HF 2318 is a proposed Minnesota House bill related to the Teachers Retirement Association (TRA). It aims to adjust funding and retirement provisions for TRA, including increasing pension adjustment revenue for school districts, increasing employer contributions, providing an unreduced retirement annuity for certain long-serving teachers, and making an appropriation to support these changes. The bill is categorized under Education-School Districts and Retirement-Public and State Employees (TEACHERS). The companion to this bill is SF 3239.

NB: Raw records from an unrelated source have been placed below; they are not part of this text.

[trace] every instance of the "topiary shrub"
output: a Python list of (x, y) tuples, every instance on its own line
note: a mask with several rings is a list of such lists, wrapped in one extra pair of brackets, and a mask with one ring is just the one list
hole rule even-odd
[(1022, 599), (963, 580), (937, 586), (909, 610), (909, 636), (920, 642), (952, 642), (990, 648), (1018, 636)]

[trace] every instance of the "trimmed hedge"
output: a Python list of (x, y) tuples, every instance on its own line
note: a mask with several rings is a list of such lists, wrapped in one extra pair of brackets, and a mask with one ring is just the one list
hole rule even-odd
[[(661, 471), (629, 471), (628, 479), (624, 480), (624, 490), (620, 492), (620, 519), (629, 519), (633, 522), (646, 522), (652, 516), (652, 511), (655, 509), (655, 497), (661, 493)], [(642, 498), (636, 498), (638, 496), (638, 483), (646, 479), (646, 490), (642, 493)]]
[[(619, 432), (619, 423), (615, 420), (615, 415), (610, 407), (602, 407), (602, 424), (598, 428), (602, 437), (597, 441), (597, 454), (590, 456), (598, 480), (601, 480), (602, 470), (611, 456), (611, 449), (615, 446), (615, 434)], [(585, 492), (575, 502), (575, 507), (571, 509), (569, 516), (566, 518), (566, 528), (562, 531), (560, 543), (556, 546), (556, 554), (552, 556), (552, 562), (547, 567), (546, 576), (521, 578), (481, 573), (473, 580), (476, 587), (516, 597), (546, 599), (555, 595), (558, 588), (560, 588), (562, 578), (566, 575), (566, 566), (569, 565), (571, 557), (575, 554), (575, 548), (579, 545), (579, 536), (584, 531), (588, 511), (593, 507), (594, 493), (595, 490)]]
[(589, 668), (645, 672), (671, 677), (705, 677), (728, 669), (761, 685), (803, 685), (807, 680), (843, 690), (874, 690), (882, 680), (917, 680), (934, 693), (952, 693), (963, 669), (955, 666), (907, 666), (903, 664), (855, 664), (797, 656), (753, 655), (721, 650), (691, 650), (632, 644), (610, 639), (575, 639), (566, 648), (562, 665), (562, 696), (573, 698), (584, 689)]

  • Introduction: March 13, 2025
  • Latest noted status: May 9, 2025, author updated to McDonald
  • Related bill: SF 3239 (companion)

Key Provisions (as described)

  • Increase pension adjustment revenue for school districts

    • The bill would allocate more revenue related to pension adjustments to school districts. This change appears to modify the funding mechanism within TRA to support school districts’ pension-related obligations.
  • Increase employer contributions

    • Employer contributions to the Teachers Retirement Association would be increased. This expands the share of funding coming from school districts and other state/educational employers into TRA.
  • Unreduced retirement annuity at age 62 with 30 years of service

    • The bill provides for an unreduced retirement annuity for individuals who reach age 62 with at least 30 years of credited service. In practice, this would mean no actuarial reduction to benefits for those meeting the 62/30 threshold, potentially extending or altering retirement timing for a subset of TRA members.
  • Appropriations

    • The measure includes a money appropriation to support the changes above (funding for increased pension adjustments, higher employer contributions, and related TRA provisions).

Who Would Be Affected

  • Teachers Retirement Association (TRA) and its plan administration
  • School districts and other educational employers that contribute to TRA
  • Educators and retirees with TRA-covered service, particularly those with at least 30 years of service who might qualify for an unreduced annuity at age 62
  • Minnesota taxpayers and state education funding programs applicable to pension funding and district-level costs, given the changes to revenue and contributions

Procedural and Timeline Aspects

  • The bill was introduced on March 13, 2025, and referred early in its process to the State Government Finance and Policy division (per initial reading details).
  • Legislative actions show a sequence of authors being added on multiple dates (from March 2025 through May 9, 2025), with the latest amendment listing McDonald as author.
  • The bill has a companion in the Senate, SF 3239.

Notes and Considerations

  • Specific fiscal impact (dollar amounts, percentage increases, or timelines) is not provided in the summary available here.
  • The policy change for unreduced benefits at 62 with 30 years of service could affect both retirement eligibility timing and TRA long-term funding needs.
  • A companion bill (SF 3239) may provide parallel language and considerations in the Senate.

This summary aims to convey the bill’s substantive changes and affected parties based on the provided bill description and actions. For precise text, amendments, and fiscal notes, consult the bill’s official filings and fiscal impact statements.

Compiled from official sources — confirm details with the bill’s official record.